- John Otto Spannring Family Farm
- U.S. National Register of Historic Places
- U.S. Historic district
- Nearest city: Big Timber, Montana
- Coordinates: 45°48′50″N 109°50′48″W﻿ / ﻿45.81389°N 109.84667°W
- Area: 2,280 acres (920 ha)
- Built: 1917
- Built by: Spannring, et al.
- Architectural style: Bungalow/craftsman
- NRHP reference No.: 95000145
- Added to NRHP: February 23, 1995

= John Otto Spannring Family Farm =

The John Otto Spannring Family Farm, in Sweet Grass County, Montana about 7 mi east Big Timber, includes structures dating as far back as 1917. The farm was listed on the National Register of Historic Places in 1995. The listing included three contributing buildings, two contributing structures, and a contributing site on 2280 acre.

The property includes two sections fronting along the northeast side of the Yellowstone River, the longer of which is fertile bottom lands, historically and currently used for hay-making, running for about 1.25 mi along the river.
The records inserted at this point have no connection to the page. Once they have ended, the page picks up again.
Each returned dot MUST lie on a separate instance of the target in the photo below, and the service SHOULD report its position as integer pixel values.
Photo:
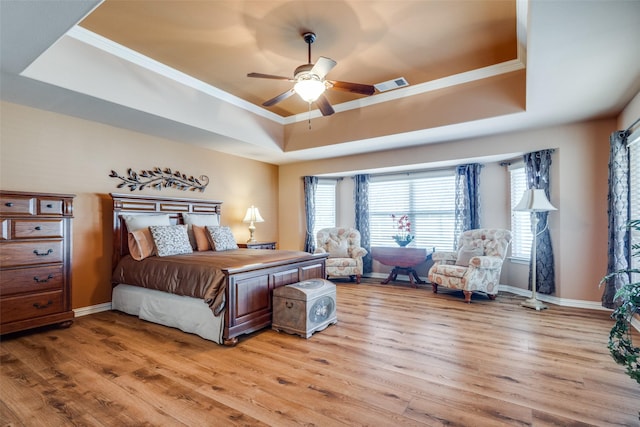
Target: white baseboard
(593, 305)
(83, 311)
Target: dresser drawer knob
(50, 251)
(40, 306)
(39, 280)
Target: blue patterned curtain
(310, 186)
(618, 256)
(537, 166)
(361, 196)
(467, 214)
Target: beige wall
(42, 151)
(47, 152)
(578, 190)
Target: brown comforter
(200, 274)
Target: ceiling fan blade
(268, 76)
(279, 98)
(353, 87)
(324, 105)
(323, 66)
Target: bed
(238, 299)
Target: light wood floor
(398, 356)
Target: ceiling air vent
(391, 84)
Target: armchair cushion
(476, 267)
(338, 248)
(466, 253)
(345, 253)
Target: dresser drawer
(31, 306)
(10, 205)
(33, 228)
(29, 280)
(14, 254)
(50, 206)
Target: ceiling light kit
(310, 83)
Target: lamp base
(533, 303)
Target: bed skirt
(188, 314)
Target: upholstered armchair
(475, 266)
(345, 254)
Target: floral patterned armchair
(345, 254)
(476, 266)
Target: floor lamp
(534, 200)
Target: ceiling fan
(310, 82)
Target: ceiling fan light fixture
(309, 87)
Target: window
(634, 196)
(325, 205)
(429, 201)
(520, 221)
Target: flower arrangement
(402, 225)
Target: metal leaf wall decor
(158, 179)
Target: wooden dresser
(35, 260)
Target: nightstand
(258, 245)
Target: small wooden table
(403, 261)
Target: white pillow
(140, 240)
(136, 222)
(201, 220)
(221, 238)
(338, 249)
(171, 239)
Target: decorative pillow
(136, 222)
(141, 244)
(139, 239)
(200, 236)
(466, 253)
(338, 249)
(171, 239)
(221, 238)
(201, 220)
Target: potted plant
(403, 234)
(620, 340)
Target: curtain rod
(633, 124)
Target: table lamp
(253, 215)
(534, 200)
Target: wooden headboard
(131, 204)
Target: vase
(403, 242)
The farm includes fields, pasture, meadows, coulees and rock outcroppings, on the edge of a broad plateau.

The principal farm house was built in 1920 by John Otto Spannring and his four sons. It is a one-and-a-half-story stone and
frame bungalow. It is about 33x33 ft in plan, not including front and rear porches. It was modified in 1924, 1928, the early 1930s, and during 1988 to 1991.